# STEROIDS FORUM > PCT (POST CYCLE THERAPY) >  Vitamin C, Cortisol Control and PCT

## Swifto

During PCT cortisol is a big problem and should be reduced at all costs. Its efftcts on destroying muscle are fairly dramatic and moreso post exercise.

Cortisol is a catabolic hormone thats produced by the adrenal glands, moreso post exercise. Combine that with it already being elevated during times of PCT, whilst endogenous testosterone is low is the worst case possible scenerio.

There are many products on the market (and I dont know how effective they are) that claim to reduce cortisol. But, the cheapest and best priced has to be our good old friend, Vitamin C.

I've been doing some digging on using Vitamin C for this purpose and have found some fairly good studies on it and how it can benifit us bodybuilders, or anyone during PCT.

Cortisol is elevated during times of stress, this includes both weight/resistance training AND cardio. The below study is done on long distance endurance activites, that isnt to say it cant be translated into weight/resistance training or times of stress.


_1: J Sports Med Phys Fitness. 2008 Jun;48(2):217-24.Links
Effect of vitamin C supplementation on lipid peroxidation, muscle damage and inflammation after 30-min exercise at 75% VO2max.Nakhostin-Roohi B, Babaei P, Rahmani-Nia F, Bohlooli S.
Department of Exercise Physiology, Guilan University, Rasht, Iran [email protected].
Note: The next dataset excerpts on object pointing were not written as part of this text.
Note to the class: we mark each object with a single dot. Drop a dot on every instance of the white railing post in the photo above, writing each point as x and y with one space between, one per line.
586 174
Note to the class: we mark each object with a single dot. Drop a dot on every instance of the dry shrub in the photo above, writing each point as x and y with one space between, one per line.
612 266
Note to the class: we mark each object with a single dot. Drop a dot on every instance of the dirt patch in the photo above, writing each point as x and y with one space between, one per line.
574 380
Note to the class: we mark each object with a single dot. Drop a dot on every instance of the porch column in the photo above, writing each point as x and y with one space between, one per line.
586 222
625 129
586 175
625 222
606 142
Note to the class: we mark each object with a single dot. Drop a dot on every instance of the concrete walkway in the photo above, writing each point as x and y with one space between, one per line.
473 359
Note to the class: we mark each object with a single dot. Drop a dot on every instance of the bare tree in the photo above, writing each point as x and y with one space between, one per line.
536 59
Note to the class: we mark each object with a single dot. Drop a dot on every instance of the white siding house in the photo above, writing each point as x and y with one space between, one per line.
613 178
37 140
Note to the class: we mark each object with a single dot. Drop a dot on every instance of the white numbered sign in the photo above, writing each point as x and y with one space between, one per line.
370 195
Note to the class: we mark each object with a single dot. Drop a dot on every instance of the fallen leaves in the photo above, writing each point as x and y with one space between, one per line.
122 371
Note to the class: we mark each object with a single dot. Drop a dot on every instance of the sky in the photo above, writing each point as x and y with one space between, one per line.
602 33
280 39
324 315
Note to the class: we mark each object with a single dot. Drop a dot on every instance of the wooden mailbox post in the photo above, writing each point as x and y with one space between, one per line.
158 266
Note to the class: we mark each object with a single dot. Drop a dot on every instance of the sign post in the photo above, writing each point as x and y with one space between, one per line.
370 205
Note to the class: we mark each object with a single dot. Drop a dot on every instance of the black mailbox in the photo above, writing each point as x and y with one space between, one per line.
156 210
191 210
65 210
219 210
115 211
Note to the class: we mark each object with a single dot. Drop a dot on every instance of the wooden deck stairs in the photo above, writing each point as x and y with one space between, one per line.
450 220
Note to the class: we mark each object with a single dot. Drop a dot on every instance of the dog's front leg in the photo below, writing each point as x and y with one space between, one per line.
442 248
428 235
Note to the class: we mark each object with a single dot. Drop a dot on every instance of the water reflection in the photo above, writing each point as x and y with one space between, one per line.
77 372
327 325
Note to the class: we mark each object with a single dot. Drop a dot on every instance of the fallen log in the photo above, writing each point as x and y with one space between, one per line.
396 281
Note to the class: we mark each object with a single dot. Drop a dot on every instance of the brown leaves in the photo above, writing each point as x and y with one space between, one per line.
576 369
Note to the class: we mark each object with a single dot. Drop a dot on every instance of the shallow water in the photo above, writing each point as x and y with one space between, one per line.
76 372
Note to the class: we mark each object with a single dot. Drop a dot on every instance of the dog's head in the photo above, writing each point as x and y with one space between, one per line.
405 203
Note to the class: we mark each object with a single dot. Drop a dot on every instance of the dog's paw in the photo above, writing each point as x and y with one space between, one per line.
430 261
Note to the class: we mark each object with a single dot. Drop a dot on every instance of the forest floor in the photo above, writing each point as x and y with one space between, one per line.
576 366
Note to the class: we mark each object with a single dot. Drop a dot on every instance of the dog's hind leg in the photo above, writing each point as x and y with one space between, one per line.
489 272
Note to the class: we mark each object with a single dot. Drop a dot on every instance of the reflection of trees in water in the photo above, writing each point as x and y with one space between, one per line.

AIM: Hypothetically, supplementation with the antioxidant vitamins C could alleviate exercise-induced lipid peroxidation. The purpose of this study was to evaluate the effect of vitamin C supplementation on exercise-induced lipid peroxidation, muscle damage and inflammation. METHODS: Sixteen healthy untrained male volunteers participated in a 30-min exercise at 75% Vo2max. Subjects were randomly assigned to one of two groups: 1) placebo and 2) vitamin C (VC: 1 000 mg vitamin C). Blood samples were obtained prior to supplementation (baseline), 2 h after supplementation (immediately pre-exercise), post-exercise, 2 and 24 h after exercise. Plasma levels of VC, total antioxidant capacity (TAC), creatine kinase (CK), malondealdehyde (MDA), total leukocytes, neutrophils, lymphocytes, interleukin-6 (IL-6) and cortisol were measured. RESULTS: Plasma vitamin C concentrations increased significantly in the VC in response to supplementation and exercise (P<0.05). TAC decreased significantly in Placebo group 24 h after exercise compared to pre-exercise (P<0.05). Although MDA levels were similar between groups at baseline, it increased significantly 2 h after exercise only in the Placebo group (P<0.05). CK increased immediately and 2 h after exercise in both groups and 24 h after exercise only in placebo group compared to pre-exercise (P<0.05). Markers of inflammation (total leukocyte counts, neutrophil counts and IL-6) were increased significantly in response to the exercise (P<0.05). In VC group, there was significant increase in lymphocyte counts immediately after exercise compared with pre-exercise (P<0.05). Serum cortisol concentrations significantly declined after supplementation compared with baseline (P<0.05) as well as declined 2 and 24 h after exercise compared with immediately after exercise in VC group (P<0.05). CONCLUSION: VC supplementation prevented endurance exercise-induced lipid peroxidation and muscle damage but had no effect on inflammatory markers._



Not many PCT's contain a cortisol reduced and they should! I'll be updating my PCT thread to include one. I may even add a cortisol reducing supplement if one is worthy!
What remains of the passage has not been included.